Aku pun senang dengan
pasar malam. Ini adalah surga makanan bagiku. Walau hanya sisa-sisa yang
kudapat, bagiku cukup untuk sekadar menghilangkan rasa lapar. Kehidupan liar
membuatku sering kali mengais makan di tumpukan sampah, atau di mana saja, itu
lebih dari sekadar cukup, anugerah bagiku. Terkadang aku pun iri dengan kaumku
yang lain, iri kepada mereka yang hidup dengan layak. Namun, beberapa cerita
tentang penyiksaan dan rantai di leher membuatku merasa lebih nyaman hidup
seperti ini. Malam itu terbukti, kulihat si bulu putih cantik yang memberiku
tatapan sendu, perasaan ingin bebas dari belenggu di panggal lehernya.
Aku hanyalah seekor anjing
liar. Perangai buruk melekat erat dengan pribadiku. Belum lagi label haram yang
disematkan oleh beberapa kaum manusia membuatku semakin terabaikan. Mencuri
adalah keahlian wajib jika aku ingin sekadar memakan makanan lezat seperti ikan
segar. Ya, ikan segar seperti yang
banyak terpajang di pasar malam kali ini.
“Dasar anjing sialan!”
umpatan itu kudapat setelah seekor ikan berhasil tercapit mulus di antara
rahangku. Mengandalkan empat kakiku, aku berlari berusaha menghindari kejaran
sang pemilik ikan.
Beberapa orang yang lain
ikut mengejarku. Lemparan batu dan beberapa benda melayang ke arahku. Prak, sebuah
sandal jepit mendarat mulus di wajahku, seketika itu santap malamku pun
terlepas. Berusaha menghindari kejaran dengan kepala masih sedikit pusing, aku
terus berlari menuju pintu keluar pasar malam. Sejurus kemudian sebuah batu
berukuran cukup besar tepat mengenai kaki belakangku. Aku tersungkur. Kakiku
terasa amat sakit. Masih berusaha kabur, aku pun bangkit.
Masih berlari menuju pintu
dengan kaki terpincang-pincang. Beberapa masih mengejarku hingga menuju pintu
keluar. Mereka terlihat amat kesal. Seperti menganggapku layak untuk dibunuh.
Sesaat langkahku terhenti tepat di pintu keluar. Seorang wanita ‘manusia’
berdiri tepat di hadapanku. Matilah aku, pikirku. Mungkin wanita
berpakaian seksi ini akan membunuhku malam itu.
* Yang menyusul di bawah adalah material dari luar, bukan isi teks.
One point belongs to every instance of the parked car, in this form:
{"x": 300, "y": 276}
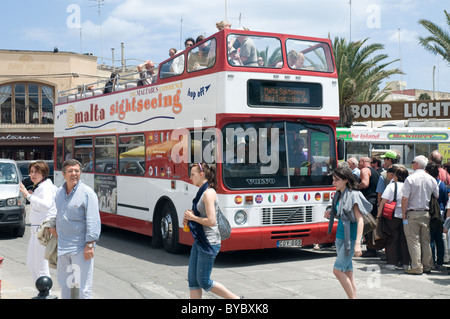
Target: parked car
{"x": 23, "y": 167}
{"x": 12, "y": 202}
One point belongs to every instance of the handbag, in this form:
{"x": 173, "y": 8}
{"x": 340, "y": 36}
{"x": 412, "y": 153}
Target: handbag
{"x": 389, "y": 208}
{"x": 370, "y": 223}
{"x": 223, "y": 225}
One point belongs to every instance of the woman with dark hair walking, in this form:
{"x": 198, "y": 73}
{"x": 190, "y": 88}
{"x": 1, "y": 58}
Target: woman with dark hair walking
{"x": 348, "y": 206}
{"x": 202, "y": 221}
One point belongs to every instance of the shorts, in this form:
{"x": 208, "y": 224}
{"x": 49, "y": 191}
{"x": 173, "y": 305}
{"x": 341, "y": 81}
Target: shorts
{"x": 344, "y": 263}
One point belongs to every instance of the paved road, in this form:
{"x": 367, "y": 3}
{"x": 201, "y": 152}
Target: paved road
{"x": 127, "y": 267}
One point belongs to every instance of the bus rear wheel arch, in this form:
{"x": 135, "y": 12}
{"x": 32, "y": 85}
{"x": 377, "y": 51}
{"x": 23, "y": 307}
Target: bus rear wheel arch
{"x": 166, "y": 228}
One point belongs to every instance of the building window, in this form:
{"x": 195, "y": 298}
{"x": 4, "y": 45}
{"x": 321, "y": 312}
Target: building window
{"x": 26, "y": 102}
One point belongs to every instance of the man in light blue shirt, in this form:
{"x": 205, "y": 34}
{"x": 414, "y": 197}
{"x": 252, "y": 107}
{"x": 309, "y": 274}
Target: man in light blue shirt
{"x": 78, "y": 229}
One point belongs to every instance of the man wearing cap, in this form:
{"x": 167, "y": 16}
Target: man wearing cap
{"x": 416, "y": 191}
{"x": 391, "y": 157}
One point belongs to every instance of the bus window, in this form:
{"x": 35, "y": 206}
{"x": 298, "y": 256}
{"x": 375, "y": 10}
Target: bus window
{"x": 105, "y": 154}
{"x": 132, "y": 154}
{"x": 83, "y": 153}
{"x": 202, "y": 56}
{"x": 68, "y": 149}
{"x": 309, "y": 55}
{"x": 59, "y": 153}
{"x": 172, "y": 67}
{"x": 203, "y": 146}
{"x": 254, "y": 155}
{"x": 311, "y": 154}
{"x": 278, "y": 154}
{"x": 254, "y": 51}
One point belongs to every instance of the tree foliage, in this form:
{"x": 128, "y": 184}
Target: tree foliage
{"x": 438, "y": 42}
{"x": 361, "y": 70}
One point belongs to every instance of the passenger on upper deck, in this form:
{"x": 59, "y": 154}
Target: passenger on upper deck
{"x": 247, "y": 50}
{"x": 224, "y": 24}
{"x": 147, "y": 75}
{"x": 172, "y": 52}
{"x": 189, "y": 42}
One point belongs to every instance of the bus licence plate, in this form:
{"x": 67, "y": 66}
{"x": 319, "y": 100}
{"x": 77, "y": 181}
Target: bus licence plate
{"x": 289, "y": 243}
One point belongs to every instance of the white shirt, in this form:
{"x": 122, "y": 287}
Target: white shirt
{"x": 418, "y": 187}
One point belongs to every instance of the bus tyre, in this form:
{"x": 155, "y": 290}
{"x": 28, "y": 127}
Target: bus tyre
{"x": 169, "y": 229}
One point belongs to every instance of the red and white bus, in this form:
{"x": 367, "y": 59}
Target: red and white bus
{"x": 239, "y": 100}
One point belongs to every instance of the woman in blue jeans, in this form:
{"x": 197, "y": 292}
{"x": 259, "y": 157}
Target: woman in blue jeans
{"x": 202, "y": 221}
{"x": 348, "y": 206}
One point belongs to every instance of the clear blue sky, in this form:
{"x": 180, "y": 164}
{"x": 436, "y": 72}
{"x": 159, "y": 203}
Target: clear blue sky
{"x": 149, "y": 28}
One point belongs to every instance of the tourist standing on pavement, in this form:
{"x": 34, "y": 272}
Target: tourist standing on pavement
{"x": 417, "y": 190}
{"x": 42, "y": 208}
{"x": 368, "y": 185}
{"x": 202, "y": 221}
{"x": 348, "y": 206}
{"x": 78, "y": 229}
{"x": 396, "y": 247}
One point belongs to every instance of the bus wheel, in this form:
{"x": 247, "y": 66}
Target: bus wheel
{"x": 169, "y": 229}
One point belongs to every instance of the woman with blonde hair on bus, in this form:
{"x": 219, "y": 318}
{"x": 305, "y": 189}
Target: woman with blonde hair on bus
{"x": 348, "y": 206}
{"x": 42, "y": 204}
{"x": 202, "y": 221}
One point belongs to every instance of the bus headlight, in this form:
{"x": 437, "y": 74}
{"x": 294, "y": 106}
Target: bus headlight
{"x": 240, "y": 218}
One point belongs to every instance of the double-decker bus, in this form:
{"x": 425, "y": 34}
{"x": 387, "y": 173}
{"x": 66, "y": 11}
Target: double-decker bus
{"x": 261, "y": 107}
{"x": 408, "y": 142}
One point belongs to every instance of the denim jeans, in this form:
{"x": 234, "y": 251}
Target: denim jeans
{"x": 200, "y": 268}
{"x": 344, "y": 263}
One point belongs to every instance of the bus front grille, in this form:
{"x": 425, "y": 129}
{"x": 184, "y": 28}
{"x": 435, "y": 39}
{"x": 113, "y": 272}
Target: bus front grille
{"x": 287, "y": 215}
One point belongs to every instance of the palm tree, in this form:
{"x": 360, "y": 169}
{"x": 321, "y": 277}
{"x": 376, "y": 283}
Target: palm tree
{"x": 360, "y": 74}
{"x": 439, "y": 40}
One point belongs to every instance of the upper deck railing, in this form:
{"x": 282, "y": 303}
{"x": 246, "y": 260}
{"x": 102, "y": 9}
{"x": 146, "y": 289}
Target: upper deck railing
{"x": 227, "y": 50}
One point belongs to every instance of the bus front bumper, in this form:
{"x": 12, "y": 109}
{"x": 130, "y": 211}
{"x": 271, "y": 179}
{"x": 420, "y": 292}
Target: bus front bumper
{"x": 279, "y": 236}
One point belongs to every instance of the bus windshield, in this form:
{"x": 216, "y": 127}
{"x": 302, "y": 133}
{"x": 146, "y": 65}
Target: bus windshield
{"x": 278, "y": 155}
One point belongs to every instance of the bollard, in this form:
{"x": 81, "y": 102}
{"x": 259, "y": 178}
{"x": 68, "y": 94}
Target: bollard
{"x": 75, "y": 291}
{"x": 43, "y": 285}
{"x": 1, "y": 262}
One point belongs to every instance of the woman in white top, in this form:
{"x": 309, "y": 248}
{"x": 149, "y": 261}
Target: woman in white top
{"x": 42, "y": 208}
{"x": 396, "y": 246}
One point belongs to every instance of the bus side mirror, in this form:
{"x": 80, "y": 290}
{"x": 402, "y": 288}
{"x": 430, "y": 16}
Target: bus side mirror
{"x": 341, "y": 149}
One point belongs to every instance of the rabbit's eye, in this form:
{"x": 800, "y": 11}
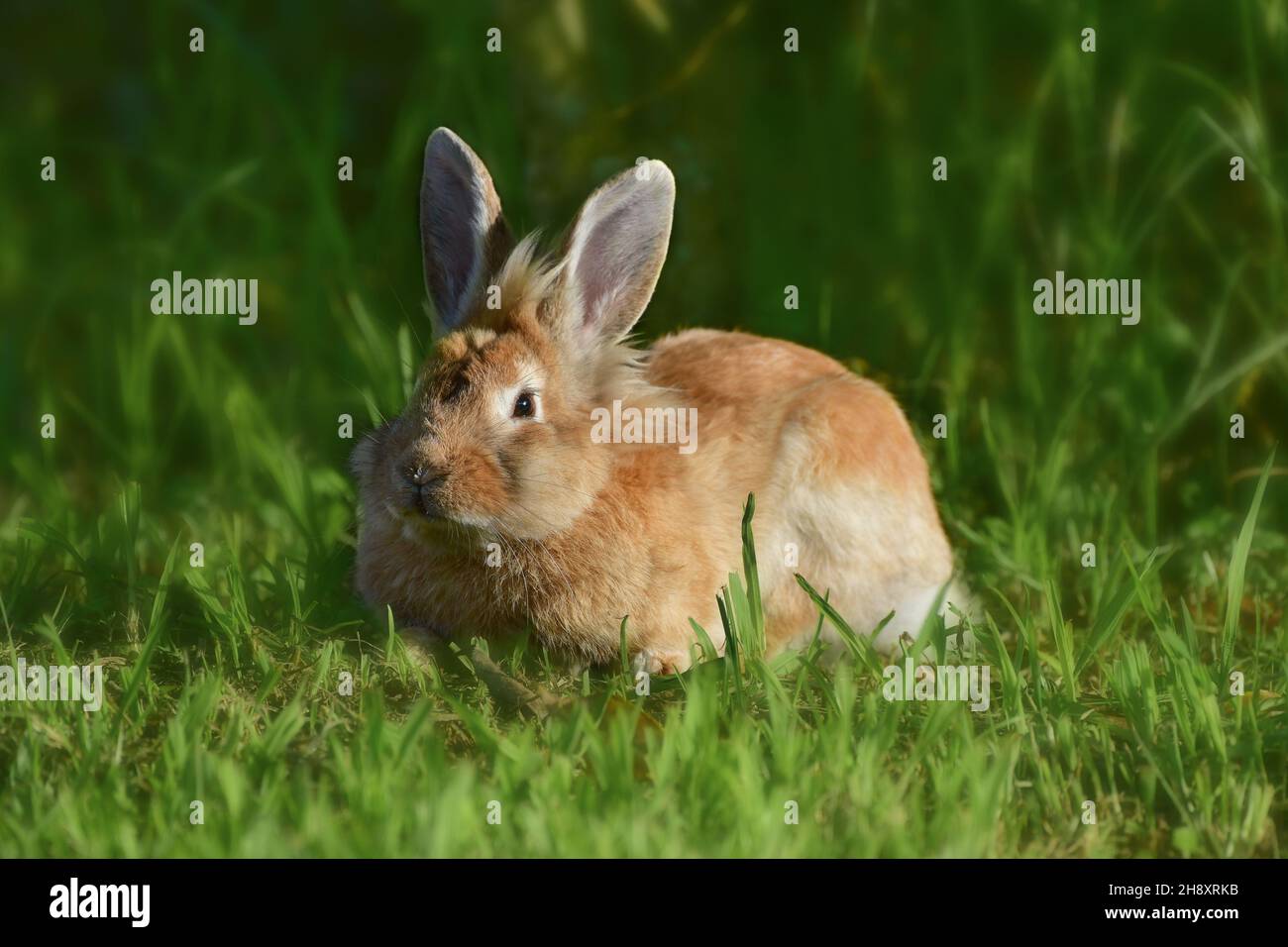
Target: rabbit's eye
{"x": 526, "y": 405}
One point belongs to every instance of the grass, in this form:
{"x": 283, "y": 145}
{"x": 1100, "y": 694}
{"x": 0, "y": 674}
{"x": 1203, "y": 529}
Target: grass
{"x": 1111, "y": 684}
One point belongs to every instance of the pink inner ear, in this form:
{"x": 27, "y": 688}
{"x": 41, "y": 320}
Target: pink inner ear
{"x": 604, "y": 265}
{"x": 450, "y": 213}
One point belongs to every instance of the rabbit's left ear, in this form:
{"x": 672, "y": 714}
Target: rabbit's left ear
{"x": 614, "y": 253}
{"x": 463, "y": 235}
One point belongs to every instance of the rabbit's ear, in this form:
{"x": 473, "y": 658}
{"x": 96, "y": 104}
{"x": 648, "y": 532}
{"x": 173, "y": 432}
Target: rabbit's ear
{"x": 463, "y": 235}
{"x": 614, "y": 252}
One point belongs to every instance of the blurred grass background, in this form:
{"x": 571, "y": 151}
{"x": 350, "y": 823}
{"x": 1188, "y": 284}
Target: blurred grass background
{"x": 809, "y": 169}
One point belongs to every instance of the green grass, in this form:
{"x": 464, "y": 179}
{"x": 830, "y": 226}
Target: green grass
{"x": 1111, "y": 684}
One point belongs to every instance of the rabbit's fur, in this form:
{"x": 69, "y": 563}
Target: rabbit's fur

Dia menatapku, begitu pun aku.
Sejenak kemudian, ia melangkahkan kakinya ke samping, isyarat memberiku jalan.
Aku melanjutkan berlari menjauhi pintu pasar malam.
Beberapa langkah kemudian
aku menengok ke belakang. Kini kulihat wanita itu tengah bergandeng tangan dan
melangkah masuk pasar malam bersama seorang pria yang terlihat lebih dewasa
darinya. Tepatnya, lebih berumur dari wanita itu. Mungkin kekasihnya, entahlah.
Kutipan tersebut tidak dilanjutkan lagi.